Zajęłam miejsce niedlaeko początku obok okna chcąc się jeszcze przespać. Nie wiem co mi odbiło, ale szukając w torbie słuchawek zdałam sobie sprawę, że ich nie wzięłam. Tak, najważniejszej rzeczy.

Z tą myślą wbiłam wzrok za okno, podczas gdy większość w autobusie już zasnęła. W sumie patrzenie za okno przez pięć godzin drogi nie było takie źle jak się wydawało. Gdy byłam dzieckiem zawsze próbowałam policzyć wszystkie drzewa jakie tylko zobaczę i pewnego dnia wjechaliśmy do lasu, a ja popłakałam się gubiąc liczbę mierząca ponad tysiąca różnorodnych roślin gdzieś w koronach drzew.

Gdy teraz chciałam zrobić to samo, mój wibrujący telefon przerwał mi zanim w ogóle dotarłam do wielkiej dziesiątki.

Od: Harper Liberty
Śpisz?

Uśmiechnęłam się.

Do: Harper Liberty
Zapomniałam słuchawek więc nie

Od: Harper Liberty
Chodź do mnie, mam wolne miejsce a ty chorobę lokomocyjną ;)

Do: Harper Liberty
Przebiegła..

I w taki oto sposób pięć godzin minęło mi jak dwadzieścia minut na rozmowie z kobietą. Może lepiej że nie wzięłam tych słuchawek..

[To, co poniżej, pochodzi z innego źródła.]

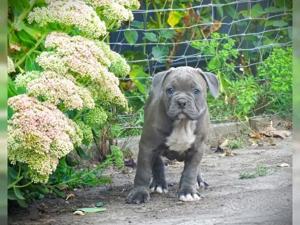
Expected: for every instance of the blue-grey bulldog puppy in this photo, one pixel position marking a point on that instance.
(176, 126)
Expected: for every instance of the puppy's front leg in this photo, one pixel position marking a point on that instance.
(187, 187)
(140, 192)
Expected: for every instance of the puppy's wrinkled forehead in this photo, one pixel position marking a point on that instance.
(185, 78)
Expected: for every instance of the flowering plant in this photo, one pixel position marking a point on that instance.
(67, 84)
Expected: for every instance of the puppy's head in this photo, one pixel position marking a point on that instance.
(183, 91)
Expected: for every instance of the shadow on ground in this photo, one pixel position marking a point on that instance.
(229, 200)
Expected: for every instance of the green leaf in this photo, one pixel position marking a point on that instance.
(131, 36)
(257, 10)
(280, 23)
(11, 88)
(137, 24)
(167, 34)
(174, 18)
(11, 195)
(150, 36)
(230, 10)
(92, 210)
(137, 74)
(197, 45)
(273, 10)
(160, 53)
(276, 23)
(18, 193)
(22, 203)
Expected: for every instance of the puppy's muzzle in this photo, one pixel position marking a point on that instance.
(181, 102)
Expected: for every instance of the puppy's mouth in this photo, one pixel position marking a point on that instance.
(183, 114)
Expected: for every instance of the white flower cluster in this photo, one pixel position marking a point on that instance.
(115, 10)
(88, 61)
(55, 89)
(70, 13)
(39, 135)
(23, 79)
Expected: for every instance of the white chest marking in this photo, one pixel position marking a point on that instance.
(182, 136)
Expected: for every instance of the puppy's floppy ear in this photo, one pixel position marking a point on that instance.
(158, 79)
(211, 81)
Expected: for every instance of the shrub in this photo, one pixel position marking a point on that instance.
(276, 79)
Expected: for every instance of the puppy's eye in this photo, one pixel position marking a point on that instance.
(170, 91)
(196, 91)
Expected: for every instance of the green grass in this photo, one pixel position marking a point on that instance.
(260, 171)
(236, 143)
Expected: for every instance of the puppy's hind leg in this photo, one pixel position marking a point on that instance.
(201, 182)
(158, 183)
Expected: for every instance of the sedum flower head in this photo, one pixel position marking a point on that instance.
(52, 61)
(10, 65)
(39, 135)
(95, 117)
(56, 89)
(87, 60)
(128, 4)
(117, 12)
(23, 79)
(70, 13)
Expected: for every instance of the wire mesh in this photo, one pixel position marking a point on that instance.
(256, 26)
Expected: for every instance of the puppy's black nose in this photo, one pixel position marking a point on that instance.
(181, 103)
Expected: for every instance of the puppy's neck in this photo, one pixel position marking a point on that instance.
(182, 136)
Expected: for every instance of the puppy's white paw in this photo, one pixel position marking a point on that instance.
(159, 190)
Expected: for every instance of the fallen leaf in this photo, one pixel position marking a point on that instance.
(228, 152)
(99, 204)
(79, 213)
(283, 165)
(255, 135)
(92, 210)
(222, 147)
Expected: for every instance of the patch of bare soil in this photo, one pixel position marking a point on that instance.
(265, 199)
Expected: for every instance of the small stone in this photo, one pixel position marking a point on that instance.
(79, 213)
(283, 165)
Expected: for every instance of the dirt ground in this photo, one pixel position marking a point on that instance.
(229, 200)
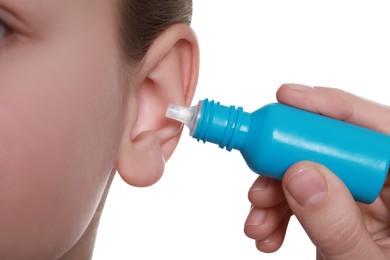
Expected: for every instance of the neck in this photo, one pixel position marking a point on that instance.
(83, 249)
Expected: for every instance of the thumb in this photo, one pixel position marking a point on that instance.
(326, 210)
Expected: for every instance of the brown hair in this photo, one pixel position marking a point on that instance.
(141, 21)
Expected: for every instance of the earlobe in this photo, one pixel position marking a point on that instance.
(168, 75)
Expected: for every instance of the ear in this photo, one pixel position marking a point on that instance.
(168, 74)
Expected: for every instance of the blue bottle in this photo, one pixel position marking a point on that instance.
(276, 136)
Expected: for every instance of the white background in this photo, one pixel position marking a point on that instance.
(248, 48)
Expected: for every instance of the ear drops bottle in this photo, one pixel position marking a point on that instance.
(276, 136)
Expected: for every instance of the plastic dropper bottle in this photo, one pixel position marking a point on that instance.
(276, 136)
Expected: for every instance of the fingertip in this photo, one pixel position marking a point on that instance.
(273, 242)
(266, 193)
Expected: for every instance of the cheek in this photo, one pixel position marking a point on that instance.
(59, 124)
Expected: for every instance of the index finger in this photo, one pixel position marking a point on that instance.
(338, 104)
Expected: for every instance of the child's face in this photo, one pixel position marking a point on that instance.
(60, 113)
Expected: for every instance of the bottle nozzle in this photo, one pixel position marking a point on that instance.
(186, 115)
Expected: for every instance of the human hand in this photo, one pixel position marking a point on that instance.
(339, 227)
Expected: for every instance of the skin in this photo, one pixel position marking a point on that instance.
(347, 230)
(72, 113)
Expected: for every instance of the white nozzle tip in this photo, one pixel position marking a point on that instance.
(176, 112)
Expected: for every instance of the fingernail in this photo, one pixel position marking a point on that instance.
(299, 87)
(307, 186)
(259, 184)
(256, 217)
(266, 241)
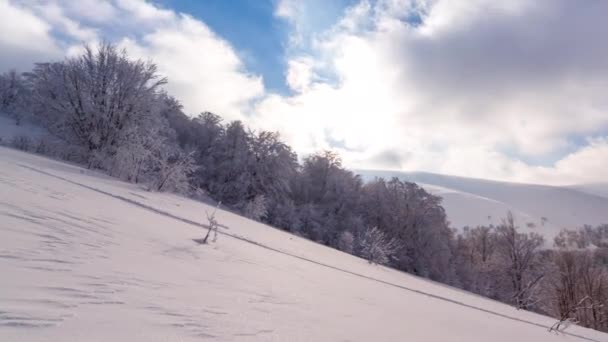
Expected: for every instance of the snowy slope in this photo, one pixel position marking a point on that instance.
(472, 202)
(86, 258)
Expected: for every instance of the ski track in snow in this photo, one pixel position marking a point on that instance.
(61, 234)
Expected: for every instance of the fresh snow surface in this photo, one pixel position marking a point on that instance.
(84, 257)
(9, 130)
(472, 202)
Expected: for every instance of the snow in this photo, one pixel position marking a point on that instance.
(472, 202)
(86, 257)
(9, 130)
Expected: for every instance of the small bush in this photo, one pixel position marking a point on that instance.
(21, 142)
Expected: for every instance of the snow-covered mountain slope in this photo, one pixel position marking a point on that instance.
(84, 257)
(597, 189)
(472, 202)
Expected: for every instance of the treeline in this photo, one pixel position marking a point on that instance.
(109, 112)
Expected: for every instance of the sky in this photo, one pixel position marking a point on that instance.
(510, 90)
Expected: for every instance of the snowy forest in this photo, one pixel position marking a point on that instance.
(110, 112)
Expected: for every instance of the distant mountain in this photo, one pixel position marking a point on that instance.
(541, 208)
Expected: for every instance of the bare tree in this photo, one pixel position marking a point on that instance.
(94, 97)
(377, 248)
(212, 224)
(519, 252)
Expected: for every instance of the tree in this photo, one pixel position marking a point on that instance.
(416, 219)
(519, 253)
(93, 98)
(13, 95)
(377, 247)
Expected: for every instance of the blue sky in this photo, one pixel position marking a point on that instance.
(251, 26)
(259, 36)
(489, 89)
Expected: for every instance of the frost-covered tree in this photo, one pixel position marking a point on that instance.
(346, 242)
(417, 220)
(377, 247)
(521, 261)
(256, 208)
(91, 99)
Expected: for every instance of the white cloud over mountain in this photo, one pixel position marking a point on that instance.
(509, 90)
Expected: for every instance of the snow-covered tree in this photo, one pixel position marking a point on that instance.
(416, 219)
(13, 95)
(377, 247)
(93, 98)
(521, 261)
(256, 208)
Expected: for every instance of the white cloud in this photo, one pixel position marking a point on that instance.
(450, 92)
(441, 86)
(205, 72)
(24, 37)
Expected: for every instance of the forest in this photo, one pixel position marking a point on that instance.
(109, 112)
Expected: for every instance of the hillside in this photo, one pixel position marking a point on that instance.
(472, 202)
(85, 257)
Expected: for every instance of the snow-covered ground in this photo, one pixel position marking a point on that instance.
(472, 202)
(87, 258)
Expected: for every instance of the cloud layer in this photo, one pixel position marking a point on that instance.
(461, 87)
(511, 90)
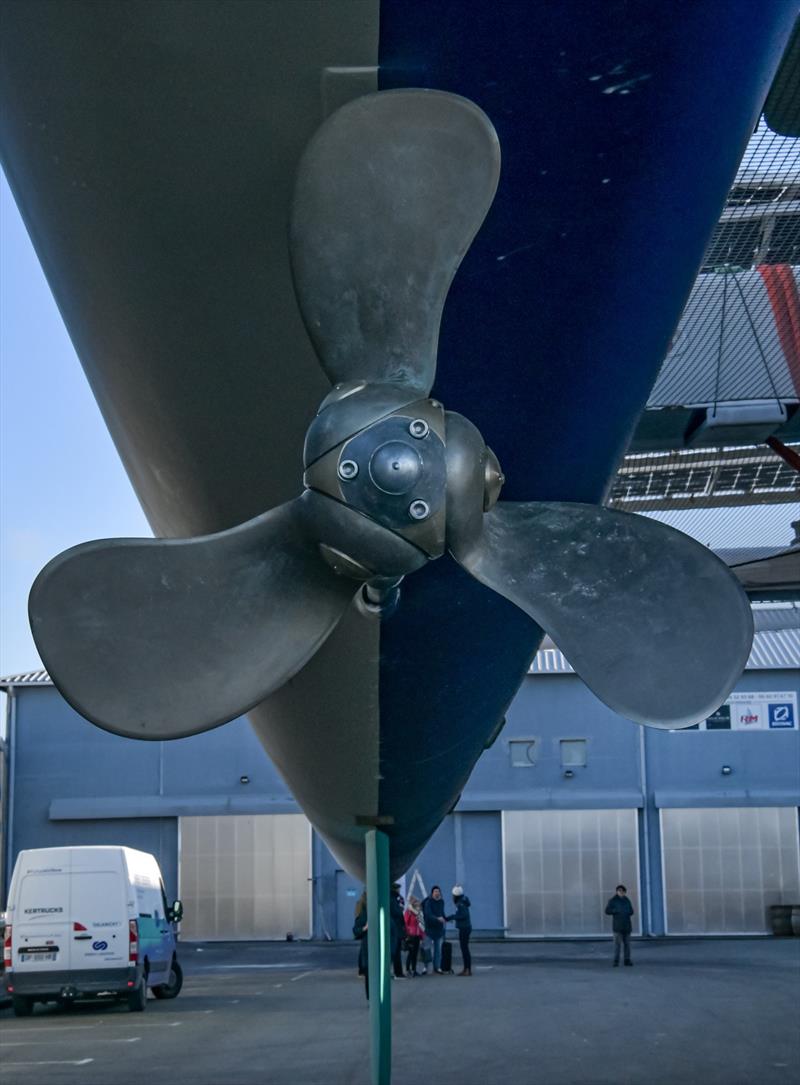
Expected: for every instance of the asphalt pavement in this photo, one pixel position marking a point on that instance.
(688, 1012)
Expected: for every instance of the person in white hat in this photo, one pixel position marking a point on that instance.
(464, 926)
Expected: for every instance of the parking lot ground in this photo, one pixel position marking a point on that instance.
(688, 1012)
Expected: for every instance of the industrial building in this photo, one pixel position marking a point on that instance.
(568, 800)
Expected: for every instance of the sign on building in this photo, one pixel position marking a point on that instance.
(753, 712)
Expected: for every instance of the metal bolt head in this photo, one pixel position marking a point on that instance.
(347, 470)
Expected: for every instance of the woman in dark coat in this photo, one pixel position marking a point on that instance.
(433, 913)
(359, 931)
(464, 926)
(397, 929)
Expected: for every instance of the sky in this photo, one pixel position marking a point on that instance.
(61, 480)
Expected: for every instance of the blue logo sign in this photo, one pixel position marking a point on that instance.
(782, 715)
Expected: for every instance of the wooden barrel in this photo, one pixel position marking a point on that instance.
(796, 919)
(781, 919)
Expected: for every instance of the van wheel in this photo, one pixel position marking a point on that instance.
(175, 982)
(23, 1005)
(138, 997)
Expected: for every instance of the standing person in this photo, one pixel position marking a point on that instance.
(433, 914)
(464, 926)
(621, 908)
(415, 933)
(397, 929)
(359, 931)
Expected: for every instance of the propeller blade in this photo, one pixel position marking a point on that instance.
(390, 193)
(651, 621)
(162, 638)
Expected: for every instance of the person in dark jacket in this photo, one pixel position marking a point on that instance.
(464, 926)
(359, 931)
(433, 913)
(397, 929)
(621, 909)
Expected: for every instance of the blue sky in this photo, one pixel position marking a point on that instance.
(61, 480)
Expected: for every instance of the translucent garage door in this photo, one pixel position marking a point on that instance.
(245, 877)
(723, 868)
(561, 867)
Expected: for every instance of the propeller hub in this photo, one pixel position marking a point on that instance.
(395, 467)
(415, 469)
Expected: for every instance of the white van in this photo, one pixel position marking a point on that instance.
(88, 921)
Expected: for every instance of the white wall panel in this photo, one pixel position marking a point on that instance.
(245, 877)
(562, 866)
(724, 867)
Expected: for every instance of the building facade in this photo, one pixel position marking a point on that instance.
(569, 799)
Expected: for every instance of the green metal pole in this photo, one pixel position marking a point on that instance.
(379, 949)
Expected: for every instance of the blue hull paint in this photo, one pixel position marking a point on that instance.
(621, 127)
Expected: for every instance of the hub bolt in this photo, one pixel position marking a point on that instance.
(347, 470)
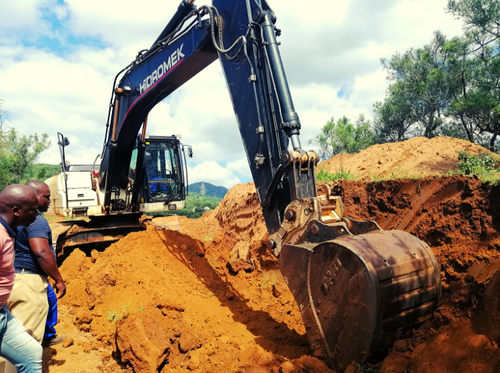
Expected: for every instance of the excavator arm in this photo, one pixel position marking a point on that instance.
(352, 280)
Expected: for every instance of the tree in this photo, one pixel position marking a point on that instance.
(344, 137)
(481, 19)
(423, 84)
(18, 152)
(394, 116)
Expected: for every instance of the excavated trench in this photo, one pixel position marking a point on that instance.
(210, 298)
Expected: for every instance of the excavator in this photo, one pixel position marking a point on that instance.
(353, 281)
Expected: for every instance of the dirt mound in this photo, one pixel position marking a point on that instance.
(418, 156)
(210, 298)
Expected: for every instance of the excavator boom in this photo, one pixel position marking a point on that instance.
(352, 280)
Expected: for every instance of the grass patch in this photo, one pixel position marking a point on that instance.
(324, 176)
(485, 166)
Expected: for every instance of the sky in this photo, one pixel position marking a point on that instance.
(58, 60)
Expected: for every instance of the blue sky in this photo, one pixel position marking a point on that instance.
(58, 59)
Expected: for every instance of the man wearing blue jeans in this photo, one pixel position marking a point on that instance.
(50, 336)
(18, 207)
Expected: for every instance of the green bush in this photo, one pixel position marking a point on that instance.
(480, 164)
(324, 176)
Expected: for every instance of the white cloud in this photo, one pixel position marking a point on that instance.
(325, 48)
(211, 172)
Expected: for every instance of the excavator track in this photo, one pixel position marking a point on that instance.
(355, 287)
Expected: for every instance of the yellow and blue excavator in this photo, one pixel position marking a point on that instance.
(352, 280)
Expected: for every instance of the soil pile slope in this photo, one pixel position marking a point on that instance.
(209, 297)
(418, 156)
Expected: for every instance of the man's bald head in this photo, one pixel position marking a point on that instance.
(42, 191)
(37, 185)
(18, 205)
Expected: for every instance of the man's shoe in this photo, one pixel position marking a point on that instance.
(53, 341)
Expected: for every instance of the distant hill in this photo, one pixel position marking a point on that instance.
(207, 189)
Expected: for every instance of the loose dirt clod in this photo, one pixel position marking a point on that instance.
(167, 301)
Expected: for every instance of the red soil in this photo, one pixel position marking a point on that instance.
(209, 297)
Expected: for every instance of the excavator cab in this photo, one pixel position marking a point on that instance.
(164, 180)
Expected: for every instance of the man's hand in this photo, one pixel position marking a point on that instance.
(45, 257)
(60, 289)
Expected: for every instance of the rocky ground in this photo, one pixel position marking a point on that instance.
(208, 297)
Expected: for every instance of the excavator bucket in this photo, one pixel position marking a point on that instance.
(355, 287)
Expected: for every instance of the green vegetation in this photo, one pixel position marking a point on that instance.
(450, 87)
(196, 205)
(344, 137)
(324, 176)
(18, 153)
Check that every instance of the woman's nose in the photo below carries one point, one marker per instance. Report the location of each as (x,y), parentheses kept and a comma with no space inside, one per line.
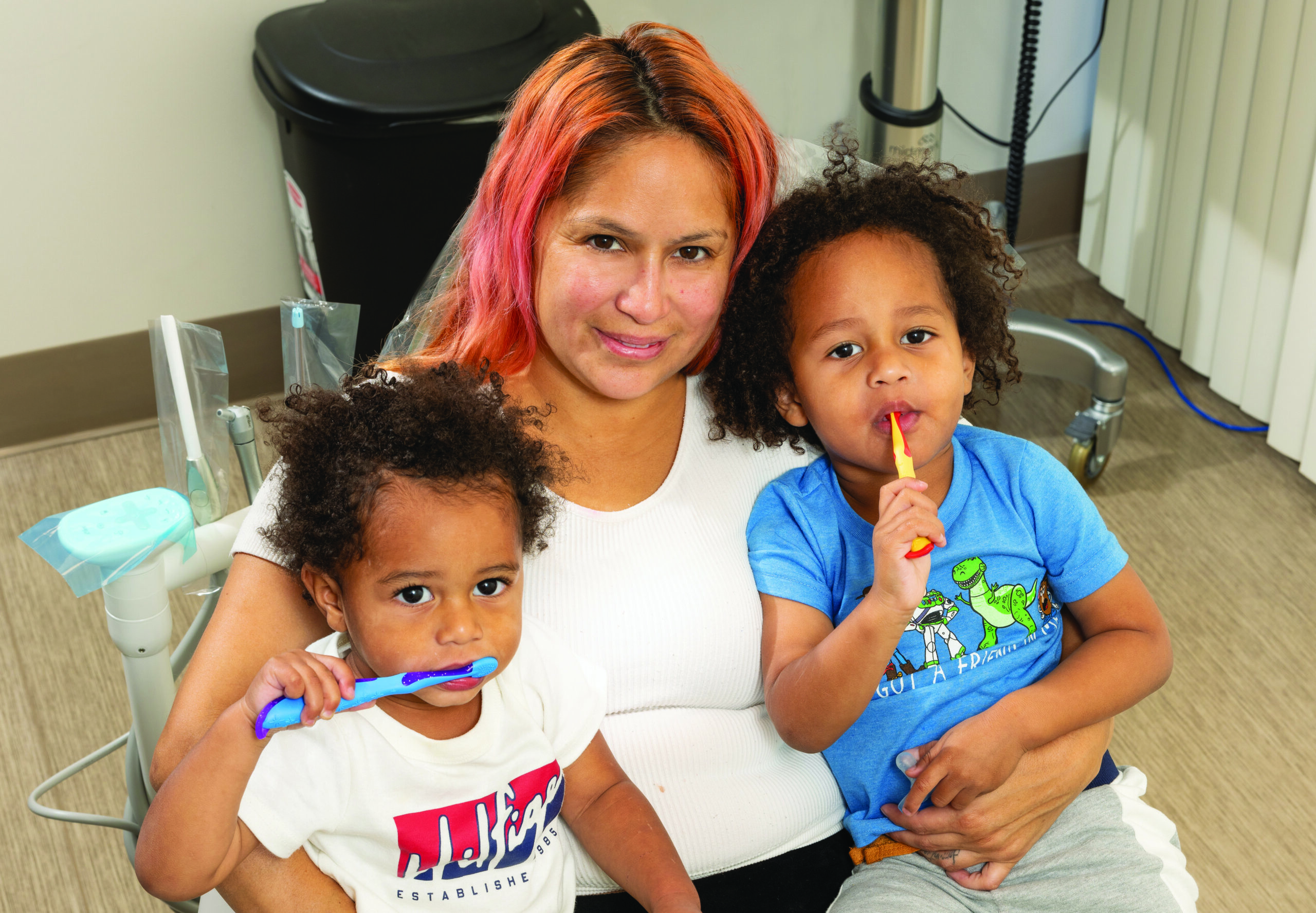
(645,301)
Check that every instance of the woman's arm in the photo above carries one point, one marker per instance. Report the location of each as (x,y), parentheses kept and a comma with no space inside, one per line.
(261,615)
(620,830)
(1002,825)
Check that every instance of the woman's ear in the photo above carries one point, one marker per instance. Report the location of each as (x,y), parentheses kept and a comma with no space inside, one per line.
(789,404)
(327,595)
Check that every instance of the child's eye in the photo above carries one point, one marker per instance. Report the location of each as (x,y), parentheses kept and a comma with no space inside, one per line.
(845,350)
(414,595)
(491,587)
(603,243)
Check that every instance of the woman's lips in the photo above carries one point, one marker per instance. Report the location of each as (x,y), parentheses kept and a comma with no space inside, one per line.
(633,346)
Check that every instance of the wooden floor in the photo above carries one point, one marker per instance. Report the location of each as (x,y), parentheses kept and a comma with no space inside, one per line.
(1221,528)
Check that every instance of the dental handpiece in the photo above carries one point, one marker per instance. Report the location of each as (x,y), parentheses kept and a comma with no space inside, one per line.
(287,711)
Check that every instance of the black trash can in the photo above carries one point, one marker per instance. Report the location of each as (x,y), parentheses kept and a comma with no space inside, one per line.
(387,111)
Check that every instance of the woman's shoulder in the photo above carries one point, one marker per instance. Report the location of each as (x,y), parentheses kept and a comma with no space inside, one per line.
(736,454)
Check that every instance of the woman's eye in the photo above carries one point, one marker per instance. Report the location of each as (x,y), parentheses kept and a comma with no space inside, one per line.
(491,587)
(415,595)
(845,350)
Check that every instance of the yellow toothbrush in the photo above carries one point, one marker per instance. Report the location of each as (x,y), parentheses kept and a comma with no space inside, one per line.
(905,468)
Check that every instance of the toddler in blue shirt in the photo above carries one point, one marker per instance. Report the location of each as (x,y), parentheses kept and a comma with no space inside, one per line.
(877,294)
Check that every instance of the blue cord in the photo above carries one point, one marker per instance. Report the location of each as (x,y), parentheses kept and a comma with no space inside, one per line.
(1166,369)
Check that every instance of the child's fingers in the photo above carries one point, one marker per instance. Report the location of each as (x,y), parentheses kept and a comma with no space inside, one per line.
(892,490)
(341,673)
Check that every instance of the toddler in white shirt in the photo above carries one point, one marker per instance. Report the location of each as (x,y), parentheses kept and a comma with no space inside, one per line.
(407,506)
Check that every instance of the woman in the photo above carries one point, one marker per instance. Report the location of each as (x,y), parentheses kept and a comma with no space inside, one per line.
(629,182)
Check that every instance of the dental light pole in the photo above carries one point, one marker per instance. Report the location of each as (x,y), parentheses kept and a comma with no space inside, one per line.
(901,90)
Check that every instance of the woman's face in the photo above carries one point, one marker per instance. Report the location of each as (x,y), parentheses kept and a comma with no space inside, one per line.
(633,268)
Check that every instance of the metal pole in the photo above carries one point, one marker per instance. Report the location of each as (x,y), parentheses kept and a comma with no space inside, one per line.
(140,624)
(901,91)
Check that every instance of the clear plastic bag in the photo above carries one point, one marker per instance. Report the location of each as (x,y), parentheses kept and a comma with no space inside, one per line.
(319,343)
(191,387)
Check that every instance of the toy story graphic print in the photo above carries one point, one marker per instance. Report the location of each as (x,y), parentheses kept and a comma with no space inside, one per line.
(988,608)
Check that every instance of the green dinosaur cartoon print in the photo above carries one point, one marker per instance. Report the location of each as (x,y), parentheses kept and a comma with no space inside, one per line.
(999,606)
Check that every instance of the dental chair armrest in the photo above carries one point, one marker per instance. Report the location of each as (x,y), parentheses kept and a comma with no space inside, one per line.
(214,543)
(1054,348)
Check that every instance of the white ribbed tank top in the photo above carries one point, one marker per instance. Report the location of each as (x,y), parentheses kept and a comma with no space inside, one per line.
(661,595)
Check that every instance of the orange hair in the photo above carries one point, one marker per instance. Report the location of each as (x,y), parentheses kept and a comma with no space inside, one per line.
(586,100)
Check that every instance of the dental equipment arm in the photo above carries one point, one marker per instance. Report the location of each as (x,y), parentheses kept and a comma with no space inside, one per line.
(202,489)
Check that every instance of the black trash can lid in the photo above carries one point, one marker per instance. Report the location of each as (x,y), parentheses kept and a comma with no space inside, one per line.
(363,66)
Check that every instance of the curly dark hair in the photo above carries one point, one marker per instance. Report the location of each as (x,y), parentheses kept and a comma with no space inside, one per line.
(920,200)
(445,425)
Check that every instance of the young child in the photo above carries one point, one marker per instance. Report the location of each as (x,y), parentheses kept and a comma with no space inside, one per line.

— Gdzieś ty była jak cię nie było? — podbiegła do mnie gdy wysiadłam z autokaru, a za jej plecami szła Dayanara. Z trudem powstrzymałam wywrócenie oczami.

— Źle się poczułam i Pani Harper kazała mi iść na początek.

— Tak, tak na pewno panno nie umiesz kłamać, ale dobra. — parsknęła śmiechem. Zanim zdążyłam cokolwiek odpowiedzieć, przerwał mi donośny głos blondynki.